La Procura di Palermo ha depositato in Consulta la memoria illustrativa sul conflitto tra poteri dello Stato sollevato dal Quirinale in merito alla vicenda delle intercettazioni indirette. Il documento di compone di 28 pagine e punta a dimostrare l’infondatezza del ricorso predisposto dall’Avvocatura per conto del Colle. Nella memoria si chiede alla Consulta che sia accolta la richiesta di giudicare costituzionalmente inammissibile il ricorso dell’Avvocatura generale. Il documento è firmato dagli avvocati che rappresentano la Procura di Palermo nel conflitto di fronte alla Corte Costituzionale: Alessandro Pace, Mario Serges e Mario Serio. Anche l’Avvocatura dello Stato ha depositato in Consulta la memoria illustrativa del ricorso del Quirinale. Il documento si compone di oltre 30 pagine ed è firmato dall’avvocato generale dello Stato Michele Giuseppe Di Pace e dagli avvocati Gabriella Palmieri e Antonio Palatiello.

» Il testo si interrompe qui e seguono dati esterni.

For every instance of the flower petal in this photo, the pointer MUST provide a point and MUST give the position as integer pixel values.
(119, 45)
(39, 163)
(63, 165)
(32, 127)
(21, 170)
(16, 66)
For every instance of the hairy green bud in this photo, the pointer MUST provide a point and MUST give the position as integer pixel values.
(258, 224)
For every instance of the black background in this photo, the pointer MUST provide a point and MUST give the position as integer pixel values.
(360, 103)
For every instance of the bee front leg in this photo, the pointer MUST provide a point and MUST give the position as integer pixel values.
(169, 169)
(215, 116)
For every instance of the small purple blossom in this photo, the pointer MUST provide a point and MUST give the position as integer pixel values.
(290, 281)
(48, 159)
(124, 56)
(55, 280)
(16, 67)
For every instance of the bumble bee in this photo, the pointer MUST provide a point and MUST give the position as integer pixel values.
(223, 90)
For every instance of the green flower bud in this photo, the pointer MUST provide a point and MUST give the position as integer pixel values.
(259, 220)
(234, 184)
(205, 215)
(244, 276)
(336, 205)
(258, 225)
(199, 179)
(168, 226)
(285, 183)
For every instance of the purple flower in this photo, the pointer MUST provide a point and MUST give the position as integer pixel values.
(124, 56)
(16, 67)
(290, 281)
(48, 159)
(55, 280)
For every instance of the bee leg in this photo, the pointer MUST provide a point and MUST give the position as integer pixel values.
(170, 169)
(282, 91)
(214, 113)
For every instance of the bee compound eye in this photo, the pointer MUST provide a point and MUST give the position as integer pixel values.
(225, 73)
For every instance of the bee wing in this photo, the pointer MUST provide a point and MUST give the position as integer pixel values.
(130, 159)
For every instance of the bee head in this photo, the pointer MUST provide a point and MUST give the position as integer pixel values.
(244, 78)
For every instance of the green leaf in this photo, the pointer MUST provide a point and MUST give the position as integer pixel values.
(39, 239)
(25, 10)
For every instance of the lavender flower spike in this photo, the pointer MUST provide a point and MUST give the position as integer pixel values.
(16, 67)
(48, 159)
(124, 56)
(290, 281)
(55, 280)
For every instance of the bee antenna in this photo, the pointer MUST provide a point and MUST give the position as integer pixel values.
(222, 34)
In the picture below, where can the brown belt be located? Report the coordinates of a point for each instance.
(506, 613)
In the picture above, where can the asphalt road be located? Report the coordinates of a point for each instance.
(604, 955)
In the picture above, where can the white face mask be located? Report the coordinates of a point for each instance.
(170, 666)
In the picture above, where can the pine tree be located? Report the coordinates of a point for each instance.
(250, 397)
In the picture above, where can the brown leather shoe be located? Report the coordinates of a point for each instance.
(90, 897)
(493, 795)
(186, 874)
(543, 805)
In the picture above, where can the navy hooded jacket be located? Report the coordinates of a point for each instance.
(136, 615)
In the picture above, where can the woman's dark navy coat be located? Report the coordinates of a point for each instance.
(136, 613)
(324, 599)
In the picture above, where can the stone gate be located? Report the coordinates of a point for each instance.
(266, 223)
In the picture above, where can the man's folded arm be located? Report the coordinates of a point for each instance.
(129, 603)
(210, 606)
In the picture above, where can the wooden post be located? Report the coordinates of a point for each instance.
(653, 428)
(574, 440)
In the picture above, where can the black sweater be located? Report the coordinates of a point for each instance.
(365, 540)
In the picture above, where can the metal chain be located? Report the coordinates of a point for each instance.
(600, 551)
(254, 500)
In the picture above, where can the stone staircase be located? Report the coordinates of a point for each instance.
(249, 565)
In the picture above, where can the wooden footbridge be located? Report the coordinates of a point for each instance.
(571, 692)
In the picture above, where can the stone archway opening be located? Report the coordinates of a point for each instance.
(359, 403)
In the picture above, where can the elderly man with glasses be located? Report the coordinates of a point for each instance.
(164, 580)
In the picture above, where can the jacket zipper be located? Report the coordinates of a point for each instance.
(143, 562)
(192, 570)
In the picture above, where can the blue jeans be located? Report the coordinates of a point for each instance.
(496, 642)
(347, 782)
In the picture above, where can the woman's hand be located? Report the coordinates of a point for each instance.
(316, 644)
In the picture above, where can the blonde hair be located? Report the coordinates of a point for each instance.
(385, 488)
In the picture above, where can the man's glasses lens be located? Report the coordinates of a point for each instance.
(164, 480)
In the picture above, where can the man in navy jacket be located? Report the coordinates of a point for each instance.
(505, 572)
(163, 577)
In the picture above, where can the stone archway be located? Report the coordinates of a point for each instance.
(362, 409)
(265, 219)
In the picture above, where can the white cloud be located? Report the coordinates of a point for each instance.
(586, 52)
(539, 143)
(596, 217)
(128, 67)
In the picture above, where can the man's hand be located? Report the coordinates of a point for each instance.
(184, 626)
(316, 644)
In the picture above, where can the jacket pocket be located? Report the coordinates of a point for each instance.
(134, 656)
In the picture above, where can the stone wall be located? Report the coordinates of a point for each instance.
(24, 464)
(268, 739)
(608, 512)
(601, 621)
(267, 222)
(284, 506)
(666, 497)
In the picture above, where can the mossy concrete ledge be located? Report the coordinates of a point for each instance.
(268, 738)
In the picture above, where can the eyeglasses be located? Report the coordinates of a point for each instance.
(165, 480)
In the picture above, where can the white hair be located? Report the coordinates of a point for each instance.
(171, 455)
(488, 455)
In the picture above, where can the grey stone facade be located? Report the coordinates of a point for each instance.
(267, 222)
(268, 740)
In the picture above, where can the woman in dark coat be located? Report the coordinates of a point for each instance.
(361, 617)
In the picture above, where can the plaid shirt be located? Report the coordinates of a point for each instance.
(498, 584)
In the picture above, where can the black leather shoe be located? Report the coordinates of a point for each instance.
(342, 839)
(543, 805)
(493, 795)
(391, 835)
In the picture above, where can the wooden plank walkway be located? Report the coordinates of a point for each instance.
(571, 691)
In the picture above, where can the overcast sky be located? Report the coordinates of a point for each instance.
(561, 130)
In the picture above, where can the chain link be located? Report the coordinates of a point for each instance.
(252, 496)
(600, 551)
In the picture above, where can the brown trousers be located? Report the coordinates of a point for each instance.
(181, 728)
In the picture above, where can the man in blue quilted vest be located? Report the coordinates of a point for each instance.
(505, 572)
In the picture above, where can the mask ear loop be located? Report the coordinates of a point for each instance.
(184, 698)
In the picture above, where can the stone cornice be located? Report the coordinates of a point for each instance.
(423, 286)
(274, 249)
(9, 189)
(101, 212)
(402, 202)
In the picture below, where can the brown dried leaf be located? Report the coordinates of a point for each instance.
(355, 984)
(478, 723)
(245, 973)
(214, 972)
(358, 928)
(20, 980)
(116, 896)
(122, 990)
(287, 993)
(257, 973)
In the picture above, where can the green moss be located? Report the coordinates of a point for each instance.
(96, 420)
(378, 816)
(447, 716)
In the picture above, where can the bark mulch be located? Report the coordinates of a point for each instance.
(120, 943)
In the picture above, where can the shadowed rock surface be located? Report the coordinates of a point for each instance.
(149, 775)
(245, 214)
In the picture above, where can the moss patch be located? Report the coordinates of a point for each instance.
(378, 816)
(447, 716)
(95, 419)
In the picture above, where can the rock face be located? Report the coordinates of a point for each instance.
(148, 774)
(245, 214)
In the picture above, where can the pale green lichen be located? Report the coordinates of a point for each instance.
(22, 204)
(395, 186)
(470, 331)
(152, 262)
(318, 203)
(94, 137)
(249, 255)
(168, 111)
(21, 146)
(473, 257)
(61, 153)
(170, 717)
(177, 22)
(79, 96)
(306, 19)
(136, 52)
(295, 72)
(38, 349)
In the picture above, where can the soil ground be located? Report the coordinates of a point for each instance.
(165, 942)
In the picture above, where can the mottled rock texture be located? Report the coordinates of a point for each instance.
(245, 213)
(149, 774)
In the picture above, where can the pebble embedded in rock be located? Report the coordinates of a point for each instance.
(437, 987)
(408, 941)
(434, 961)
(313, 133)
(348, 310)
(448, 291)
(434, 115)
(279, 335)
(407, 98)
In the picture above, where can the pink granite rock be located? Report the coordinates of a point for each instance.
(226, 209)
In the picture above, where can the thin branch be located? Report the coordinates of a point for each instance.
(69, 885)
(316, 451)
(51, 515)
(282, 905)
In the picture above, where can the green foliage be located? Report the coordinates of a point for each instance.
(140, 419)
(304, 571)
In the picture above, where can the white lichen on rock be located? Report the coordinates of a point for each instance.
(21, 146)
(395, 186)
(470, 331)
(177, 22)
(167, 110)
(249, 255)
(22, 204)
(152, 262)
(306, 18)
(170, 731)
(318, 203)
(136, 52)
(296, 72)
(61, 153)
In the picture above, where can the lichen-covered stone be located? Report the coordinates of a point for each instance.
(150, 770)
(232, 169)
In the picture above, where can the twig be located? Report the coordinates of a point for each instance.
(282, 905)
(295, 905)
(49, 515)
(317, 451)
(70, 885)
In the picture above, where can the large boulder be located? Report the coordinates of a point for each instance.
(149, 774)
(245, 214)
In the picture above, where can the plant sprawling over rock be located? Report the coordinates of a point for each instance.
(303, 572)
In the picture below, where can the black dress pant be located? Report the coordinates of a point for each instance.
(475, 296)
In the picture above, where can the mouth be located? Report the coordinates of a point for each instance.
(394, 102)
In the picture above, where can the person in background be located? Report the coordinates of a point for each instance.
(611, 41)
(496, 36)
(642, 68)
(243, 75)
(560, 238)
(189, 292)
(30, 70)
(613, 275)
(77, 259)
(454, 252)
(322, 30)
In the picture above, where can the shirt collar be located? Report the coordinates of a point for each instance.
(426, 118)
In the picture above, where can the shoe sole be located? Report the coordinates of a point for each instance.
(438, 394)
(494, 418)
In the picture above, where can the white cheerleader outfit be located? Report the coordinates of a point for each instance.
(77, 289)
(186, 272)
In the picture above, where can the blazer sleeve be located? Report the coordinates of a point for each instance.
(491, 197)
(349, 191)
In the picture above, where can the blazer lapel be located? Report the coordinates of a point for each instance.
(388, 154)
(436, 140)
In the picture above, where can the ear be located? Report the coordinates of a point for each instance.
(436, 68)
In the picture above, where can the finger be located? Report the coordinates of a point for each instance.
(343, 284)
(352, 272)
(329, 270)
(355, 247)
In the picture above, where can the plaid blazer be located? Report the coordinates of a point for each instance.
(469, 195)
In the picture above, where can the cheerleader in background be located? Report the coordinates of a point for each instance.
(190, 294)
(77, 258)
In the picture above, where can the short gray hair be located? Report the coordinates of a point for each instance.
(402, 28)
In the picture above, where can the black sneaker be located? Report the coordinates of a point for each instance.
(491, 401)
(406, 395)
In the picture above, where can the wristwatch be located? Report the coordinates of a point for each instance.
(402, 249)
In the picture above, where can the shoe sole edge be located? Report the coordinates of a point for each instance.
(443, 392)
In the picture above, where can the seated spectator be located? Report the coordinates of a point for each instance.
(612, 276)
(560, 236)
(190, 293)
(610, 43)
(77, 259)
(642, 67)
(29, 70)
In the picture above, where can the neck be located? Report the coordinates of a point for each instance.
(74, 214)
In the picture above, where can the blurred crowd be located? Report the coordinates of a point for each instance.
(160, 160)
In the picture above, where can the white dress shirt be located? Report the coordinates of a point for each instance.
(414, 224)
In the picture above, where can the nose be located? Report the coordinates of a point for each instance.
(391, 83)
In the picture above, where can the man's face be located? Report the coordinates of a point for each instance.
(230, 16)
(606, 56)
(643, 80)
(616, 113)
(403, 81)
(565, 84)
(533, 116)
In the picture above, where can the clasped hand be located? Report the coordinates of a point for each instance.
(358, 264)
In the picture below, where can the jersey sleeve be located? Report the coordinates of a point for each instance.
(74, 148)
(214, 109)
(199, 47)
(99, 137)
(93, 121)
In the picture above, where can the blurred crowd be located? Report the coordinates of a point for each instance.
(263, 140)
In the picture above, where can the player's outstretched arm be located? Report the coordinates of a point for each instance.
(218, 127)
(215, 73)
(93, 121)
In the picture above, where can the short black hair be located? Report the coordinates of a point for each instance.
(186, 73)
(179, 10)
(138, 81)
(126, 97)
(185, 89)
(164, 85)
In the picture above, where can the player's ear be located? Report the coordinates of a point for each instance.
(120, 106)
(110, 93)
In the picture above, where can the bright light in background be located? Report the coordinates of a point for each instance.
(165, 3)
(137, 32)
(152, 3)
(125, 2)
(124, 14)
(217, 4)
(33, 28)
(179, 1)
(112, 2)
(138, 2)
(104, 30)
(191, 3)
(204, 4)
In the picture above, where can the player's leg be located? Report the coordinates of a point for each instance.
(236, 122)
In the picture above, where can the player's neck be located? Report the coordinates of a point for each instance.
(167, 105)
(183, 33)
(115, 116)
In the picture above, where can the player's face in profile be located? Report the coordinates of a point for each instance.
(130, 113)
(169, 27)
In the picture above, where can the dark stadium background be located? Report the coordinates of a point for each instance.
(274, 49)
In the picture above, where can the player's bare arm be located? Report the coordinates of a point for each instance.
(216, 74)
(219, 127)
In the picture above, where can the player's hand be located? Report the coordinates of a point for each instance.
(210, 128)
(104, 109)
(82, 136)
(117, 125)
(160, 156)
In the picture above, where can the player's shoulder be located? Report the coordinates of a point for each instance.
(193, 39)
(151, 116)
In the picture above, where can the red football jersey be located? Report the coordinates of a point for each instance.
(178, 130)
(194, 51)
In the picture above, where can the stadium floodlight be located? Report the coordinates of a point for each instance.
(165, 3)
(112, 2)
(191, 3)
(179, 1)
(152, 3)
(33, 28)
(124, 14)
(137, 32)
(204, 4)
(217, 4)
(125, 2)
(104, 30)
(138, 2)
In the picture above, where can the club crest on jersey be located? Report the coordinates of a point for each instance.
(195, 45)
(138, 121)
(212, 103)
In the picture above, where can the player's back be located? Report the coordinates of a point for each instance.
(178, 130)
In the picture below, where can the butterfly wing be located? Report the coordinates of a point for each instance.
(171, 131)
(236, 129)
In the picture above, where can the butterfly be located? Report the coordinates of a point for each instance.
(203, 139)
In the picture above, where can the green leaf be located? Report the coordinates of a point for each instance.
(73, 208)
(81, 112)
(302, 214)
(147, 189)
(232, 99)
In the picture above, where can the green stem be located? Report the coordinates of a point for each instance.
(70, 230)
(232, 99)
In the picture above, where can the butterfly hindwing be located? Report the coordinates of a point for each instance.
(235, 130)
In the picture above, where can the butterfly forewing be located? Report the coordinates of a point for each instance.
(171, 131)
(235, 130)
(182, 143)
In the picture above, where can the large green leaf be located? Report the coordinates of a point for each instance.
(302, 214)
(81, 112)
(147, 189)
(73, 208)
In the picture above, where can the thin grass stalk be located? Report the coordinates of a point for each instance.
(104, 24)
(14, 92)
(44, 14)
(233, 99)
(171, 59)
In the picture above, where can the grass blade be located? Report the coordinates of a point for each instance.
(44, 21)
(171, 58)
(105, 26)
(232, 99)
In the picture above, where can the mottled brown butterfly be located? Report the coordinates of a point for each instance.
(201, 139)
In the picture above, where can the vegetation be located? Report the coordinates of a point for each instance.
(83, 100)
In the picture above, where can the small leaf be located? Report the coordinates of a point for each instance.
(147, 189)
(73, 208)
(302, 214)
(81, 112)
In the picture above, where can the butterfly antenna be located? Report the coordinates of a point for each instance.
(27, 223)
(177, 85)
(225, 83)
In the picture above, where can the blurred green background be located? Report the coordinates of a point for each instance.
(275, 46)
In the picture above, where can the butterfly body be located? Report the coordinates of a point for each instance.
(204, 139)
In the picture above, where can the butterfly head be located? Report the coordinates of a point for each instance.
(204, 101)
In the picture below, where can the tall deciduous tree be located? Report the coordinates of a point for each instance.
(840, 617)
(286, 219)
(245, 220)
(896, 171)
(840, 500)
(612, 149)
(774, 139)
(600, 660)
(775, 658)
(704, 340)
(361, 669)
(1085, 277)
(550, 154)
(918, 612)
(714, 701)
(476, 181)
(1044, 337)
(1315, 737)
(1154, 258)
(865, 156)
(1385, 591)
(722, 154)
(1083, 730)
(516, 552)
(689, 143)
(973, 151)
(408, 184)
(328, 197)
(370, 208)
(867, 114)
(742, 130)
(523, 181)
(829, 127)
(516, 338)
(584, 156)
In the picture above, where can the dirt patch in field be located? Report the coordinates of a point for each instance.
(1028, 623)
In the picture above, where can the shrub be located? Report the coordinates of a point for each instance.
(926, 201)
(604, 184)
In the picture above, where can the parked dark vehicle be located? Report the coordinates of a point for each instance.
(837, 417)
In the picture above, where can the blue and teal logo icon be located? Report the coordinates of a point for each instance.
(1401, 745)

Il ricorso alla Consulta si fonda “su un duplice equivoco – secondo quanto si legge sulla memoria – da un lato l’Avvocatura generale estende l’irresponsabilità del Capo dello Stato fino a farla coincidere con una sua pretesa inviolabilità; dall’altro confonde la disciplina della (ir)responsabilità del Presidente della Repubblica” con quella “delle garanzie del Capo dello Stato di fronte al compimento di atti e operazioni processuali relative a un terzo soggetto, nelle quali egli sia accidentalmente coinvolto”. 

Secondo la memoria il ricorso è rivolto “non già nei confronti dell’autorità giudiziaria giudicante, alla quale per esplicita ammissione della stessa Avvocatura ricorrente spetta in via esclusiva il potere di disporre in ipotesi la distruzione di intercettazioni”, ma alla Procura “che di quel potere – per espresso riconoscimento dell’Avvocatura ricorrente – non dispone”. Il ricorso dell’Avvocatura dello Stato prefigura “una vera e propria ‘innovazione normativa dell’articolo 271 cpp” in materia di distruzione di intercettazioni, configurando nelle conclusioni una disciplina “che sostituirebbe il pm al giudice ed eliminerebbe il previo contraddittorio tra le parti”. Aspetto quest’ultimo “ritenuto doveroso” sia dalla Consulta che dalla Cassazione.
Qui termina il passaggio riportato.